Nearly three years later, I am really excited to share an update – both through this blog, as well as part of a panel at the 2019 International Energy Program Evaluation Conference, happening August 19th – 22nd in Denver, CO – as to some recent experiences in the wild from the “data jungle” of Massachusetts and how the MA Program Administrators and their stakeholders have found new and creative ways to integrate and leverage data sets
The first, and maybe the most important take away is that the “data jungle” does not have to be daunting; it also does not have to be complex, expensive, or out of reach for your team. In fact, you probably already have much of the data you need to make great inroads. In Massachusetts the core element we leveraged to integrate data and enhance analytical insights and customer experiences is geography. Geography is a fantastic unifier because the data we collect almost always can be tied back to a geographic space at some level. Utility billing data has an account number that ties back to a customer database that has information on where the customer lives; a totally different database capturing environmental compliance and emissions information may have no other shared information with the utility data other than… those emissions are occurring at a geographic place on the globe, and with that insight we can co-locate the two datasets and the geography becomes the basis of a shared key!
Even non-point data (e.g. those that do not have a specific address), for example weather patterns or American Community Survey neighbourhood data, can be assigned based on the location data from one file to individuals, or those individual points can be aggregated up to the level of the neighbourhood for analysis respective. Neighbourhood data is powerful in its own right even when we cannot assign a value to a specific location – for example, utilizing the billing data patterns and the demographic characteristics of different neighbours can help you better understand how and where electric vehicle growth might occur, and this in turn allows you to start proactively assessing policy, infrastructure, and programmatic design questions so that when programs are deployed the customer experience is a positive one!
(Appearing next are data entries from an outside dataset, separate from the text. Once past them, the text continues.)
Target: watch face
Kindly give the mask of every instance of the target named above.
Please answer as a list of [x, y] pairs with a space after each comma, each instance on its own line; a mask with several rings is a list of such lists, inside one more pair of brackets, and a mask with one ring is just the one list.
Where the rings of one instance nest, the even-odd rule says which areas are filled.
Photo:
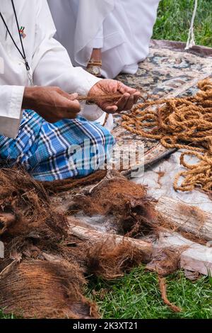
[[100, 74], [100, 67], [98, 67], [98, 66], [93, 66], [93, 72], [95, 75]]

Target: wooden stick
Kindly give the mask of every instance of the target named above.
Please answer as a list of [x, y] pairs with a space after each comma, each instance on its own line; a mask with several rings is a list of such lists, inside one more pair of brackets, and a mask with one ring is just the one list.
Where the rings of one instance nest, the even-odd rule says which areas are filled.
[[181, 201], [163, 196], [155, 209], [170, 225], [197, 237], [212, 240], [212, 214]]

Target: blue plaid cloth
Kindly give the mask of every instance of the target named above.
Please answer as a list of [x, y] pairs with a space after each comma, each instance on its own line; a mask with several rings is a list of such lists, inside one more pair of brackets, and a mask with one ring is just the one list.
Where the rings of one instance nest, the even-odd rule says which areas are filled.
[[22, 165], [42, 181], [83, 177], [104, 164], [114, 144], [110, 132], [78, 117], [50, 124], [25, 110], [17, 137], [0, 136], [0, 160]]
“But wait” you say, “what do we do when the geographic relationship is not exact and there can be many different customers and data within a single address?” A classic example is a high-rise mixed-use building. Compounding this dynamic is that it is also feasible that not all datasets have the same geographic data in them… perhaps the utility data has the address on the side street where the meter is located, while another source like the tax data has the public entrance on a totally different street. Very true; geography is sill our friend here… but this particular part of the data jungle requires some additional tools. In MA, we have had really good success laying on phonetic logic models with the geographic data. These models look for patterns and similarities in text strings to identify and score possible matches – they do not require that text fields, notoriously unstandardized, match perfectly between different sources because experience and human nature has shown that will rarely be the case! The downside of tools like these though are the are resource and process intensive to run on large datasets and they are prone to identifying false positive matches in the absence of increasingly complex or restrictive logic which adds more time and cost. By leveraging the geographic relationships in the set though – specifically in MA we set up a search radius around the target address and indicated anyone within the specified distance should be considered part of the potential match set – we can split one large dataset into millions of smaller subsets that can be iteratively looped though and matched only with candidates that both sound similar in text structure… and are in the similar space. This type of logic allows you to automatically match and remove 1-1 records, and cycle though data seamlessly to even remove good matches within the subsets, further increasing the likelihood that the lower quality matches that remain are actually good candidates for your target.
The best part of leveraging geographic relationships, augmented by phonetic logic models to conquer the data jungle is that even the simplest solutions can be incrementally built upon to help your team return immediate value without the need for fundamental shifts in your business processes. This type of incremental experience and approach allows data users to get their hands dirty with analytics, fast, and also demonstrates the immediate value of investments to stakeholders and regulators to rally their support and buy-in… all without having to overwhelm a team’s day to day activities with complexity, advanced analytic tools, software, and other items that can distract from meeting the day to day business objectives of the utility in delivering safe, affordable, and reliable services to customers.